Nature human behaviour·2026
Same journal

Interoception in self-harm and suicide: a scoping review and meta-analysis.

Nature human behaviour·2026
Same journal

Trusting the body and self-harm.

Nature human behaviour·2026
Same journal

Building capacity for unity in diversity.

Nature human behaviour·2026
Same journal

Secondhand smoke exposure and human health: an umbrella review.

Nature human behaviour·2026
Same journal

Genome-wide association studies of infant and toddler temperament in European and multi-ancestry populations.

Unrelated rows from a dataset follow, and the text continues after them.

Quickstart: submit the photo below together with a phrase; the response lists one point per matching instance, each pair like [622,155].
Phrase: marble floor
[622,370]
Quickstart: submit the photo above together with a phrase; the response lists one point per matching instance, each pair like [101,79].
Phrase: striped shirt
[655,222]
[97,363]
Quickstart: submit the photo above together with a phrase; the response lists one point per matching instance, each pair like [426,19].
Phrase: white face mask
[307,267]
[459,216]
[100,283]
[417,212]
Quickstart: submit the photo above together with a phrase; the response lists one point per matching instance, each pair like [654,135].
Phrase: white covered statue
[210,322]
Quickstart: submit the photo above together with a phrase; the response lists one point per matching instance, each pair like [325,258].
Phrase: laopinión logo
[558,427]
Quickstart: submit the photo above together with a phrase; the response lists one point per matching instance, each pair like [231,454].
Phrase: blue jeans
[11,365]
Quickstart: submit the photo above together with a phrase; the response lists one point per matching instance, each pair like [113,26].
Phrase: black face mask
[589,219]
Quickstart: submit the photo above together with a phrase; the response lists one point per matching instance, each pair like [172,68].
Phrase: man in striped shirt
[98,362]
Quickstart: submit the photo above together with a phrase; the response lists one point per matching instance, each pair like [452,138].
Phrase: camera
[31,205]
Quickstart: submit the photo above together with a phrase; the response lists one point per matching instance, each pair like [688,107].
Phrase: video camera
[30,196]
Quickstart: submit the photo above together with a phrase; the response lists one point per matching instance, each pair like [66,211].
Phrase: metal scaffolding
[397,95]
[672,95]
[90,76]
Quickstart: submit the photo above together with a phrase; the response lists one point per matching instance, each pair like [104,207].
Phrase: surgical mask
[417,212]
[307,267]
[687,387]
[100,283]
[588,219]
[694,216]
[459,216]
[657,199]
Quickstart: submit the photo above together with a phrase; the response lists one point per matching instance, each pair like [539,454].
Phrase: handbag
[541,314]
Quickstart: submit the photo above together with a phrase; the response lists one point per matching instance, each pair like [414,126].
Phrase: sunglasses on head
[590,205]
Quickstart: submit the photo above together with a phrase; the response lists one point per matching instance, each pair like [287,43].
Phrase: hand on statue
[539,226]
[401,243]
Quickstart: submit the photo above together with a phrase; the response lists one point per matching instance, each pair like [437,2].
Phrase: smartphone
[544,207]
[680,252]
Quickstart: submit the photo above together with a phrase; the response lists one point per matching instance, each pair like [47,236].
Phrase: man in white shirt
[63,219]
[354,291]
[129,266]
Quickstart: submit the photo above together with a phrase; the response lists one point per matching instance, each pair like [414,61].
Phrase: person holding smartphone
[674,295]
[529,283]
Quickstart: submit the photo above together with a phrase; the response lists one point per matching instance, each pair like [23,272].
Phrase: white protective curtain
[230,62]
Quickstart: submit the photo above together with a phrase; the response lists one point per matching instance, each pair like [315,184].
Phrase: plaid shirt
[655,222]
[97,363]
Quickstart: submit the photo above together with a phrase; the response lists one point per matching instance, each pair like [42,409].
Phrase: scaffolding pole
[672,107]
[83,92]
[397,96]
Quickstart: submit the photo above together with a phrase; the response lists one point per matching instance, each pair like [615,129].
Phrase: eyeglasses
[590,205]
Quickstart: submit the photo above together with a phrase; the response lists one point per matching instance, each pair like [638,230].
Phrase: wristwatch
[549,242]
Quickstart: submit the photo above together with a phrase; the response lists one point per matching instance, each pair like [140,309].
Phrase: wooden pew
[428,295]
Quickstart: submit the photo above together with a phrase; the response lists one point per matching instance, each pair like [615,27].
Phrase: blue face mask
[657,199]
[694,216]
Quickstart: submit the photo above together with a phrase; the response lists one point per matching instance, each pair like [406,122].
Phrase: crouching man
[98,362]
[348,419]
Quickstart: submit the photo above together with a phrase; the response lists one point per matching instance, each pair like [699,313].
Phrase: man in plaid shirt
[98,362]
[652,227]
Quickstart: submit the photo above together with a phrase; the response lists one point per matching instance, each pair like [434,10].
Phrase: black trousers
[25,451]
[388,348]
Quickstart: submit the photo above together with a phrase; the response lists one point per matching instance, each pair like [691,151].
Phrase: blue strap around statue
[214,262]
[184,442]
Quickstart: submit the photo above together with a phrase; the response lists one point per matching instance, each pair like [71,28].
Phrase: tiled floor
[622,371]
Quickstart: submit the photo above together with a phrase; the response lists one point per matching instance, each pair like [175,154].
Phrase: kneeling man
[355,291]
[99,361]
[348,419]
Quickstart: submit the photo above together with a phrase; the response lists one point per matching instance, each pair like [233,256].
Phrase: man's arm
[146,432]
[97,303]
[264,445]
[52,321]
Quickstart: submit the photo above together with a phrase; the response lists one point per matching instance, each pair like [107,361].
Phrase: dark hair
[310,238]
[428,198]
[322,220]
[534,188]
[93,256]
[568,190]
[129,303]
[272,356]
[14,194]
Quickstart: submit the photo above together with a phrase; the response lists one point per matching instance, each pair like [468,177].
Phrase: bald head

Nature human behaviour·2026
See all related articles

Related Experiment Video

Updated: Sep 21, 2025

Daily Transfers, Archiving Populations, and Measuring Fitness in the Long-Term Evolution Experiment with Escherichia coli
15:00

Daily Transfers, Archiving Populations, and Measuring Fitness in the Long-Term Evolution Experiment with Escherichia coli

Published on: August 18, 2023

3.5K

Measuring frequency-dependent selection in culture.

Mitchell G Newberry1,2, Joshua B Plotkin3

  • 1Center for the Study of Complex Systems, University of Michigan, Ann Arbor, MI, USA. mgnew@umich.edu.

Nature Human Behaviour
|May 31, 2022
PubMed
Summary
This summary is machine-generated.

Cultural traits like baby names and dog breeds are shaped by frequency-dependent selection. This study quantifies how social pressures to conform or be unique influence cultural evolution.

More Related Videos

The Use of Chemostats in Microbial Systems Biology
13:19

The Use of Chemostats in Microbial Systems Biology

Published on: October 14, 2013

31.1K
Measuring Microbial Mutation Rates with the Fluctuation Assay
07:44

Measuring Microbial Mutation Rates with the Fluctuation Assay

Published on: November 28, 2019

23.9K

Related Experiment Videos

Last Updated: Sep 21, 2025

Daily Transfers, Archiving Populations, and Measuring Fitness in the Long-Term Evolution Experiment with Escherichia coli
15:00

Daily Transfers, Archiving Populations, and Measuring Fitness in the Long-Term Evolution Experiment with Escherichia coli

Published on: August 18, 2023

3.5K
The Use of Chemostats in Microbial Systems Biology
13:19

The Use of Chemostats in Microbial Systems Biology

Published on: October 14, 2013

31.1K
Measuring Microbial Mutation Rates with the Fluctuation Assay
07:44

Measuring Microbial Mutation Rates with the Fluctuation Assay

Published on: November 28, 2019

23.9K

Area of Science:

  • Evolutionary dynamics
  • Cultural evolution
  • Quantitative social science

Background:

  • The frequency of a cultural trait can influence its adoption and spread.
  • Understanding frequency-dependent selection is key to explaining cultural diversity patterns.

Purpose of the Study:

  • To develop and apply a maximum-likelihood method for measuring frequency-dependent selection from time series data.
  • To analyze the influence of social pressures on cultural traits using baby names and dog breed preferences.

Main Methods:

  • Maximum-likelihood estimation applied to time series data.
  • Analysis of cultural trait frequencies over the past century.
  • Cross-cultural replication of findings in the US, France, Norway, and the Netherlands.

Main Results:

  • Negative frequency dependence explains diversity patterns in baby names across multiple countries.
  • Differential innovation rates influence male versus female name trends.
  • Biblical names exhibit a consistent selective advantage, explaining their prevalence.
  • Novelty preference drives boom-bust fads in dog breed popularity.

Conclusions:

  • Frequency-dependent selection is a significant driver of cultural evolution.
  • Social pressures to conform and differentiate shape cultural landscapes.
  • The developed method provides a quantitative framework for studying cultural dynamics.